Sadly, Omaha isn't alone. Pavement-to-gravel transitions have taken place in the majority of states--27, according to a study published last year by the Transportation Research Board. The issue affects communities large and small, from coast to coast.
So, what's to be done?
Based on a quick poll we conducted last autumn, most of you think that new taxes are required to fix America's crumbling highways and byways. Some like the idea of a higher federal gas tax (which, after all, it hasn't been raised since 1993). Others think that a pay-as-you go tax for motorists would be the most equitable.

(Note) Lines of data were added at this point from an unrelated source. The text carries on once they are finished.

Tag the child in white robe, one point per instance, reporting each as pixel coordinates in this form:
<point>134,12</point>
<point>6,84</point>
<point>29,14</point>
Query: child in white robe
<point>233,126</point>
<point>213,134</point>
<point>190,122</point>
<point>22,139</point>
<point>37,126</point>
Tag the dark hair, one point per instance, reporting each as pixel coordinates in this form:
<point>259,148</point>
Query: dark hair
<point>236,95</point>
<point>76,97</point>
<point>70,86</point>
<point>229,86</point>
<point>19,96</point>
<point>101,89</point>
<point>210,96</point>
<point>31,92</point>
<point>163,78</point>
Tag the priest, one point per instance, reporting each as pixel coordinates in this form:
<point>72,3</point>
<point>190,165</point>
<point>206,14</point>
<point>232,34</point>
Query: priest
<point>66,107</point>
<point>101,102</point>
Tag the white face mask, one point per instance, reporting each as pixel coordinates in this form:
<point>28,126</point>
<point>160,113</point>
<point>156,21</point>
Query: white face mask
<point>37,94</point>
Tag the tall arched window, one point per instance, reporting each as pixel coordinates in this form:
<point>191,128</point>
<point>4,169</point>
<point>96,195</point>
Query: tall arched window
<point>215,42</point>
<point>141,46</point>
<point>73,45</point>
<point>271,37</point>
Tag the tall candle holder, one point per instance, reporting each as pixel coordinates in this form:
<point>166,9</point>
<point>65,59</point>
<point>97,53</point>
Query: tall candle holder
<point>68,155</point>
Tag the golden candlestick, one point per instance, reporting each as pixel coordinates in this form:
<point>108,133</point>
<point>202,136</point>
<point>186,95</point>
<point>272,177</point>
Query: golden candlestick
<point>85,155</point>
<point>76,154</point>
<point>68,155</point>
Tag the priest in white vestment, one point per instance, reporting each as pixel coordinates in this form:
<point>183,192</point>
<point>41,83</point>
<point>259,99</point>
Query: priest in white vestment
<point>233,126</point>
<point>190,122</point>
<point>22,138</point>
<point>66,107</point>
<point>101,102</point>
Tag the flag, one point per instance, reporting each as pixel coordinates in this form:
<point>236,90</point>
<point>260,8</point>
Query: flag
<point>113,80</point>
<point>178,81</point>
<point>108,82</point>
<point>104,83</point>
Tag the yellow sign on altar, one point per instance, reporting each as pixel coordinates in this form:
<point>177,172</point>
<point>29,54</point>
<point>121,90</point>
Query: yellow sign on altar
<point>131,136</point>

Whatever the case, a plan is needed soon, and it ain't going to be cheap. President Trump knows that, and he's said that he's planning to ask Congress for $1 trillion to repair the U.S. infrastructure.
A couple of weeks ago, we would've thought his odds on getting such a bill passed were pretty good. Trump, of course, is a Republican, and enjoys fairly healthy support among members of his own party. Furthermore, infrastructure spending is popular with Democrats, so there'd some opportunities for bipartisan cooperation.
In the wake of last week's healthcare debacle, though, Trump clearly exacerbated some tensions within the GOP. Making the pitch for a 13-figure ask--especially an ask for a project likely to be unpopular with Republicans, who'd prefer to slash spending--will now be very, very tricky.
For people in Omaha and elsewhere, the timing is crucial.